Bye Bye AC'97!!!!!! Huzzah!

The Baron said:
Real question is what speakers or headphones were you using? I can tell pretty easily with the Tannoy monitors or Sennheiser HD570s I use regularly.

Show me some ABX (double blind test) logs and I might believe you. .

My equipment is a pair of HD580s hooked into an M-Audio Revolution.
 
Neeyik said:
I'm surprised you didn't note a difference between 16 and 24-bit sound though.

Given that when noiseshaped dither is used properly 16 bits has an audible dynamic range of 110+ dB, what would be so surprising about that? 24-bits definately has its place in recording but it is (arguably) not needed as a delivery format.

For those having the proper equipment (nonresampling soundcard capable of at least 24/96 playback) here is a page with test samples (go to the bottom of the page): http://64.41.69.21/technical/sample_rates/index.htm

In order to perform a double blind test I suggest downloading the excellent audio player Foobar2000 at http://www.foobar2000.org/. There is an ABX plugin available here: http://www.foobar2000.org/foo_abx.zip
 
I tried the first sample (Castanets-2) in 24/96 format. I used an Echo Indigo card (a PCMCIA sound card) and a Sony E-888 earbud. The 22/16 and 28/16 samples has apparent differences (22/16 is very clear even on low volume, but I need to set volume higher to hear the difference in 28/16), but I can't tell the difference in other samples. I have no golden ear, you know :)
 
pcchen said:
I tried the first sample (Castanets-2) in 24/96 format. I used an Echo Indigo card (a PCMCIA sound card) and a Sony E-888 earbud. The 22/16 and 28/16 samples has apparent differences (22/16 is very clear even on low volume, but I need to set volume higher to hear the difference in 28/16),

1. Congratulations
2. Were those tests double blind? How many trials did you do? What was your success ratio? I'm afraid if you didn't perform ABX tests what you wrote above is worthless. Placebo is very powerful.

Edit: For this discussion you should only compare the reference files, i e the 16/44.1 reference vs the 24/96 reference.

DemoCoder said:
Bah. The more important thing is support for 5.1+ channels. You can definately tell the difference there.

Absolutely.
 
CosmoKramer said:
1. Congratulations
2. Were those tests double blind? How many trials did you do? What was your success ratio? I'm afraid if you didn't perform ABX tests what you wrote above is worthless. Placebo is very powerful.

Edit: For this discussion you should only compare the reference files, i e the 16/44.1 reference vs the 24/96 reference.

According to the website, one should use all test files in the same sample rates because some soundcards have a slight delay in sample rate change. So if you click "Play A" then "Play X", if there's a slight delay, you know they are different sample rate. However, it appears that the downsample operation is not perfect. I do the tests up to 20 times (only one or two times wrong guess) where the foobar's abx plug-in failed to give a probablity number.
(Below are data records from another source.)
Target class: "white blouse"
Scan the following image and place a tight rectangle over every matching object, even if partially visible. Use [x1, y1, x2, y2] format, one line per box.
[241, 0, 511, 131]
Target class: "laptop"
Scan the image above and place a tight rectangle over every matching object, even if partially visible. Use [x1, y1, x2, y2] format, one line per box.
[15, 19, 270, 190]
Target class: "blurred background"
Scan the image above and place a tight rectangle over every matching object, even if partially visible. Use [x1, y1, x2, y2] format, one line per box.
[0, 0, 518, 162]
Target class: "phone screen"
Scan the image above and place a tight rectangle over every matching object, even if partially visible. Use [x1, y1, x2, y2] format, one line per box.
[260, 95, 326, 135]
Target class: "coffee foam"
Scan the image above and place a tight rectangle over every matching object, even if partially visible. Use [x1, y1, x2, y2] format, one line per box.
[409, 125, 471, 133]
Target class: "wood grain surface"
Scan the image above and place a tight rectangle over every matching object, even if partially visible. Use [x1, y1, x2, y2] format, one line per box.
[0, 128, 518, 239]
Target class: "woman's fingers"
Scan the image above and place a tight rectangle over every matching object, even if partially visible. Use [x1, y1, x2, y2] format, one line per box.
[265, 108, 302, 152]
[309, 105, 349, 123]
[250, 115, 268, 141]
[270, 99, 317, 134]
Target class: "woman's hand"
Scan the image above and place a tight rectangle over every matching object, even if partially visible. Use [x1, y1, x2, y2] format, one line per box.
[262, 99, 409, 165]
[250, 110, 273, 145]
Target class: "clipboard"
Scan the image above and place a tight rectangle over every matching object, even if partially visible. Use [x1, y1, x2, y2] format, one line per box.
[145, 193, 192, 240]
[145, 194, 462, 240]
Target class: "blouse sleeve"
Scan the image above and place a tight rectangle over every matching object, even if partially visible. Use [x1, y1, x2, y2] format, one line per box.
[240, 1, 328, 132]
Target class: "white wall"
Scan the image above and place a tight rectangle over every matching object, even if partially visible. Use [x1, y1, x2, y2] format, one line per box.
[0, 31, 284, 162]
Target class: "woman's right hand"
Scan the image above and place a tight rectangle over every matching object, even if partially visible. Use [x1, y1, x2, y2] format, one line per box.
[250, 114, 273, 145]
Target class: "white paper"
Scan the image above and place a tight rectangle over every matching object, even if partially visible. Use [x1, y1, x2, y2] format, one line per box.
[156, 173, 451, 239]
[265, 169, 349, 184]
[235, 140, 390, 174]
I tried to use the two wave files with different sample rates, but unfortunately there is a slight delay between sample rate change on my card, therefore it has no point to do ABX on these. But the apparent artifacts are not that clear in a genuine 44 kHz file (than the downsampled 96/24 file), I'd say.

By the way, the RMAA test shows my card performs worse when in 96 kHz mode. However, such difference is not likely to be audible by normal human (about 0.4 dB difference at 15 kHz, I probably can't hear anything near 15 kHz though).
 
pcchen said:
According to the website, one should use all test files in the same sample rates because some soundcards have a slight delay in sample rate change.
This can be circumvented if you let each test sample play through its entire length. If you want to isolate a specific passage the foobar abx plugin lets you manually choose any interval.

I do the tests up to 20 times (only one or two times wrong guess)

Using what application?

where the foobar's abx plug-in failed to give a probablity number.

What?? The Foobar plugin always provides a probability number.

But the apparent artifacts are not that clear in a genuine 44 kHz file (than the downsampled 96/24 file), I'd say.

Yes, some people are very sensitive to various downsampling algorithms.
 
CosmoKramer said:
This can be circumvented if you let each test sample play through its entire length. If you want to isolate a specific passage the foobar abx plugin lets you manually choose any interval.

Not work very well since I can hear a little pop noise after sample rate change...

What?? The Foobar plugin always provides a probability number.

Not after 20 times... the probability number became NA.